I had only five minutes to pick my holiday poolside read; did I go for a heavy historical volume that I thought made me look intelligen­t a bit like when Joey Barton tries to look like Morrissey and uses long words on twitter.

Conversely, should I plump for the latest hippy lifestyle tosh that had to have the words key, secret, power, seven or magic in the title? My thoughts were jolted back to the present as the lady became more irate: “I said excuse me – can I purchase a set of colouring pens which offer a more expansive range of colours?”

Miffed, I took a bit more notice of this clearly mannerless lady. Her dressed-down yet obviously expensive attire and the use of vocabulary such as ‘purchase’ and ‘expansive’ pegged her as a possible Jesmonista yummy mummy, a coastal Countess from Tynemouth or a denizen of one of the more leafy settlement­s that adorn the Tyne Valley (no offence intended to the thousands of upstanding citizens who live in those places – you especially will know the sort of character I’m on about!).

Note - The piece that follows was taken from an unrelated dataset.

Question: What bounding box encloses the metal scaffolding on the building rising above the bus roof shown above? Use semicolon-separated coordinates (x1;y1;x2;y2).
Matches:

Her tone oozed both superiorit­y and contempt – it clearly implied she thought I belonged to the lower orders.

Indeed, all that was missing from the end of her sentence was the term peasant, lackey or monkeyboy.’ Indeed, I half expected her to clap her hands or ring a small handbell to get me instantly tugging at my forelock and doffing my cap.

My apparently docile inactivity was clearly winding her up more than her entitled arrogance was pushing my buttons.

Then, reddening to the neck of her Fair Trade, organic cotton, country check shirt she blustered: “I take it you do work here...”

Aha! All was becoming clear now - what a daft, judgementa­l wassock! Just because I was wearing a blue shirt and dark trousers didn’t automatica­lly make me an employee of this well- known chain of stationary shops.

How dare she assume that? To be fair to her, I was more annoyed by the fact it wasn’t the first time I’d faced such a situation.

More galling was the reality that such errors of identity always seemed to happen in bargain bookshops, pound shops or in the less glamorous sections of budget supermarke­ts.

I clearly resembled the geek that all the other employees send to check the price on that troublesom­e item that won’t go ‘beep’ at the checkout.

Every store has one – usually called Colin or Norman - he’s sent off to check the correct price on the own-brand tuna flakes but takes over 20 minutes because, on the way to the canned meat isle, he is distracted by the pattern on his jumper!

Howay man - he’s even lower on the pecking order than the hairyscary crazed guy who’s never allowed out the warehouse out the back and is only glimpsed fleetingly as those thick plastic flappy doors are parted by a trolley or floor buffer (indeed, why are the floor buffers driven by ex-hells angel lookalikes?).

I was gutted! Why was I never mistaken as a member of staff in a funky gym, trendy fashion outlet, macho builders merchants or outside a nightclub door? It was almost a bad as the times I’ve walked off stage at a comedy club, and punters mistook me for somebody who HADN’T worked at the club!